#SUinFinland: Great Lessons in Education Systems


Finland, one of the Nordic countries, is synonymous with high education standards. Reading about the country’s system of education opens one’s mind but this becomes a reality when one physically visits the country and interacts with their schools.


I was privileged to join the Master of Science in Education Management students from Strathmore University for their education trip to Finland in April. Initially, we were apprehensive because of the ongoing war in the Ukraine but we were assured of our safety. After quite a long flight to Helsinki, coupled with turbulence in some areas, we safely arrived at the beautiful city. We got the impression of the good education system immediately on our arrival through the order in the city, especially in the transport system and high levels of living standards.


Our visit to both primary and secondary schools in the city of Helsinki was a great eye opener. Amazingly, there is no single school strictly meant for one gender. Boys and girls study together and appreciate each other’s uniqueness right from their early stages of life. Schooling in Finland is like an extension of family life and schools maintain very close contact with the students’ families.

Government Funding

Schools are highly funded by the government and from observation, the level of equipment and diversified curriculum said it all. Every student has a laptop, which was bought by government funds and distributed through schools. The learner-centered approach of teaching ensures high attainment levels on the part of students. All the schools we visited had a maximum of 25 students per class with two teachers for every lesson. Relating this class experience to the congestion we have in our public schools in Kenya begs a huge difference in attainment levels.
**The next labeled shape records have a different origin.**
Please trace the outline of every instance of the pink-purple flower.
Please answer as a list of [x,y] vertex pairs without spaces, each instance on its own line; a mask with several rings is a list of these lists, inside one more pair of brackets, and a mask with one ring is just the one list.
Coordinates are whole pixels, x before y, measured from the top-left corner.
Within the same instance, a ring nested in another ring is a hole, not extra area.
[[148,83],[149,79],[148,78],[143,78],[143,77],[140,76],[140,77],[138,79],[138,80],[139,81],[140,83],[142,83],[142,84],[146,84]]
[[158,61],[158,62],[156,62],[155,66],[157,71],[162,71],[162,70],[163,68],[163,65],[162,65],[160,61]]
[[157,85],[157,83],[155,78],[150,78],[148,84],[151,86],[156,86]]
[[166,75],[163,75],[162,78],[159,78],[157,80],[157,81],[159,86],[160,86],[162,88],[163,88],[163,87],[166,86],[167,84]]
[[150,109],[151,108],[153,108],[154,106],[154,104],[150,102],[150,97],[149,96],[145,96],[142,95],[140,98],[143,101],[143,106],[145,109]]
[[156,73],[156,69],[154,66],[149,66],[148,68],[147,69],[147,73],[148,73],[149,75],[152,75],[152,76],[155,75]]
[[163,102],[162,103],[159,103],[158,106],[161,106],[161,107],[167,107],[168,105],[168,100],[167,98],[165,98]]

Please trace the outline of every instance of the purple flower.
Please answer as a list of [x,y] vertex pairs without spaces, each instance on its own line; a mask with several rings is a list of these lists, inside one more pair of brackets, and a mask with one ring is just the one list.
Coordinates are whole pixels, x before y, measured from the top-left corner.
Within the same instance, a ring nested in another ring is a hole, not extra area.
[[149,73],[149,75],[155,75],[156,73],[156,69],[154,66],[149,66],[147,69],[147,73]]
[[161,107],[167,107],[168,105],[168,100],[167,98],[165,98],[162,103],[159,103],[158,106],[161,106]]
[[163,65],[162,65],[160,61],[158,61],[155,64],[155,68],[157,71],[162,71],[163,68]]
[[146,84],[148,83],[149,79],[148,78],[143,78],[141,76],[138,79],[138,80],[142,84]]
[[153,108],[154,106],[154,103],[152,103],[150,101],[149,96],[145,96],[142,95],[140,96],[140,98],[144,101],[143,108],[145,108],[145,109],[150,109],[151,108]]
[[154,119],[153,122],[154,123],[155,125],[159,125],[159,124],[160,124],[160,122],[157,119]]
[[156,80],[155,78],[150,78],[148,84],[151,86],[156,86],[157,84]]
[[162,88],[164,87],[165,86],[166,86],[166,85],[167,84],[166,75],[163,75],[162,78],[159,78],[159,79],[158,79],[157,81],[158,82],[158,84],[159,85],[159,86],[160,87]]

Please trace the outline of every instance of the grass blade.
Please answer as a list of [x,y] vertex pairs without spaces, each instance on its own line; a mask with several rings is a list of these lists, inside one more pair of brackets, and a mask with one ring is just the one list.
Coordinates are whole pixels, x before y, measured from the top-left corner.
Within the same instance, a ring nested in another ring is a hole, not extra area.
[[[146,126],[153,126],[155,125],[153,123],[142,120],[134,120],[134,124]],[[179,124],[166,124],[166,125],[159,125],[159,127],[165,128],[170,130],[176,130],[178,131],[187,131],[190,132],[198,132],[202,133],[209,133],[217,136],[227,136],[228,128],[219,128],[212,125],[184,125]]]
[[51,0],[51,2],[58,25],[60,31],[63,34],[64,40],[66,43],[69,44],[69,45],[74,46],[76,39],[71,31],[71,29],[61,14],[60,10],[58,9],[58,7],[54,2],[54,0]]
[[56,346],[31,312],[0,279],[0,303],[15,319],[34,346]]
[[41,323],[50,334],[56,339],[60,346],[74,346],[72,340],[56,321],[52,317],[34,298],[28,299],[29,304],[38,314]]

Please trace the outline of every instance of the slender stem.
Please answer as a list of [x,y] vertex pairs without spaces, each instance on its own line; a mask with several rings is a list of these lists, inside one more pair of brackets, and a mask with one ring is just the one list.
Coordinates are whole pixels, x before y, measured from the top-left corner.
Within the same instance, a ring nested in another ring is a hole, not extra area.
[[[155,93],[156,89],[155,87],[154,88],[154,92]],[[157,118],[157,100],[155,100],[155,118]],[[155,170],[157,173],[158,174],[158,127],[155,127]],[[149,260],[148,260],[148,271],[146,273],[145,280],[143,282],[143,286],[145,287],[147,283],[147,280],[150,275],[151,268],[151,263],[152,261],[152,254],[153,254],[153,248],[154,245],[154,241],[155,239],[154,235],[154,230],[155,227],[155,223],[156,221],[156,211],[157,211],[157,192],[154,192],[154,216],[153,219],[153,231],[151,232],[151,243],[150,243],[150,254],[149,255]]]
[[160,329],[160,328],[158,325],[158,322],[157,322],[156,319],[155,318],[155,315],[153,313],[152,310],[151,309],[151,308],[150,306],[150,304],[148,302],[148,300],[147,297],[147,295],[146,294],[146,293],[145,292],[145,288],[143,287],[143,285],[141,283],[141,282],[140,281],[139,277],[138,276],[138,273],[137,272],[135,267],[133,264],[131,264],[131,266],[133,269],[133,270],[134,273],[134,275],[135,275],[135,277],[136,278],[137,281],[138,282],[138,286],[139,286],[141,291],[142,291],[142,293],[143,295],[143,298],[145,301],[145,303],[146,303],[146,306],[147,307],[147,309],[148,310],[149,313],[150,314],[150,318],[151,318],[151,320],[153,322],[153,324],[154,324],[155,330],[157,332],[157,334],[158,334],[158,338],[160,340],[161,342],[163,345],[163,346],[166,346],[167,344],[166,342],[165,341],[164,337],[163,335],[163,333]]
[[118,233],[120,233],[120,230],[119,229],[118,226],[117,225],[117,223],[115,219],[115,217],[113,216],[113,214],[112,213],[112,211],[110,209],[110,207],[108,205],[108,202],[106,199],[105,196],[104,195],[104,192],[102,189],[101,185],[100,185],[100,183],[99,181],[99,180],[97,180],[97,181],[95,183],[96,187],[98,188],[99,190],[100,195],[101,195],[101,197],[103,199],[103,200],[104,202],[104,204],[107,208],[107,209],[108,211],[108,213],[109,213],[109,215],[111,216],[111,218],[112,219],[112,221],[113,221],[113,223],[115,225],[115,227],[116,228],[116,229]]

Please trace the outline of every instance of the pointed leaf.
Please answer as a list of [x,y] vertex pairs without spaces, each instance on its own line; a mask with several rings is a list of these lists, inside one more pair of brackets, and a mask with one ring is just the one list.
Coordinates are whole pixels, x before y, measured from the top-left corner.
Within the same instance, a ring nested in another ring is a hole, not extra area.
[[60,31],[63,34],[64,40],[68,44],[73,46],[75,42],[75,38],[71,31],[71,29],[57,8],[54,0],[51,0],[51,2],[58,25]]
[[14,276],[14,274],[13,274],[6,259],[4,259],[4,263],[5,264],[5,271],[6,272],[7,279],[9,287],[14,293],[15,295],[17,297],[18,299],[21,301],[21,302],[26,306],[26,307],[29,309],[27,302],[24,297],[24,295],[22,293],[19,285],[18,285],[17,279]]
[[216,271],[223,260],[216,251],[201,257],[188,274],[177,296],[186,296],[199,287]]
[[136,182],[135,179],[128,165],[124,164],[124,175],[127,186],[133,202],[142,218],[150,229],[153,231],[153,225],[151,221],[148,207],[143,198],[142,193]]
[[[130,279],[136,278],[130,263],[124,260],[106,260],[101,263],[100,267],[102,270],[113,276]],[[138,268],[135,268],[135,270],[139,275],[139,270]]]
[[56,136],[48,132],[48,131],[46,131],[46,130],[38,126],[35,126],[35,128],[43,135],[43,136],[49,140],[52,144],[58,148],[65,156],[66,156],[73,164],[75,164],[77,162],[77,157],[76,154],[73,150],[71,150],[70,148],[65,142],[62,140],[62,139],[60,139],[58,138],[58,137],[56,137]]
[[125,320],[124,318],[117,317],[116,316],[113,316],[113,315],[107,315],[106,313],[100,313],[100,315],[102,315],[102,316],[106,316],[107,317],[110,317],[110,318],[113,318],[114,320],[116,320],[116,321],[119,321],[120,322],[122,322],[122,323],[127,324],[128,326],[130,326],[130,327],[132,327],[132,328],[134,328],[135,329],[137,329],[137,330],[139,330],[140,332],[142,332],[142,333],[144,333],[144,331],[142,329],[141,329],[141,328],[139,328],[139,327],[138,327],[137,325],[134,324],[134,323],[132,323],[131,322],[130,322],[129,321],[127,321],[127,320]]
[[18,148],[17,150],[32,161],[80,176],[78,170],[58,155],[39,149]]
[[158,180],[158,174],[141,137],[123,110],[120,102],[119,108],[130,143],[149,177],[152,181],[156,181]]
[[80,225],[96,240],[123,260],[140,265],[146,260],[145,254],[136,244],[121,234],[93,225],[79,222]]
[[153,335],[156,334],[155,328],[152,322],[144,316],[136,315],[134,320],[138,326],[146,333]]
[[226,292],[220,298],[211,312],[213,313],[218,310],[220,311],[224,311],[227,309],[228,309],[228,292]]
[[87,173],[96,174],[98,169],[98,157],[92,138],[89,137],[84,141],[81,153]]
The philosophy of the Finnish schools is that learning is a consequence of student’s goal oriented and self-directed actions. During the learning process, students interpret, analyze and evaluate information given in different formats. They are enabled to build on their team work skills. Their methods of study are based on exploration, experimentation and problem solving, which enhance learning and develop critical and creative thinking.

All schools in Finland teach religion and ethics, taking into account the diverse backgrounds of students.

Lessons from Finland

The Finnish government strongly believes that educational standards have to be sustained through quality training of its teachers. All teachers, from pre-school to secondary school, undergo five years of rigorous training. By the end of this training, the teacher will have written an undergraduate and a Master’s thesis. Their teacher training emphasis is placed on three areas; practicum component, research component and accountability component. The government highly trusts teachers and this encourages their autonomy.

Teacher development continuum in Finland is also highly encouraged. Education leadership training is structured around four areas;

  1. Pedagogical leadership, which includes instructional leadership and leadership for learning.
  2. Collective leadership, which looks into involvement of many stakeholders in educational centers.
  3. Leadership for social justice, which touches on wider concepts of inclusion.
  4. Leadership for motivation, well-being and change.

The idea of continuous development for teachers highly challenged me to think about the level of teacher development, especially in our Kenyan public primary schools because from observation, they rarely get serious capacity building. It is a concept our government and other private sector players can borrow.

Future Studies

Finally, our visit to the University of Turku was inspiring. In the school of economics, we were introduced to the institute which deals with future studies. Human beings by their nature are future creatures! There is urgent need for governments and institutions to think and plan about the future. This will enable them to understand the changing dynamics which the future presents and where there is a possibility of problems and put in place appropriate mitigation measures.

My sincere appreciation to Strathmore University for the learning approaches, which exposes students to different environments to learn best practices in other parts of the world. This will continue to highly contribute to the transformational agenda of our country in different realms.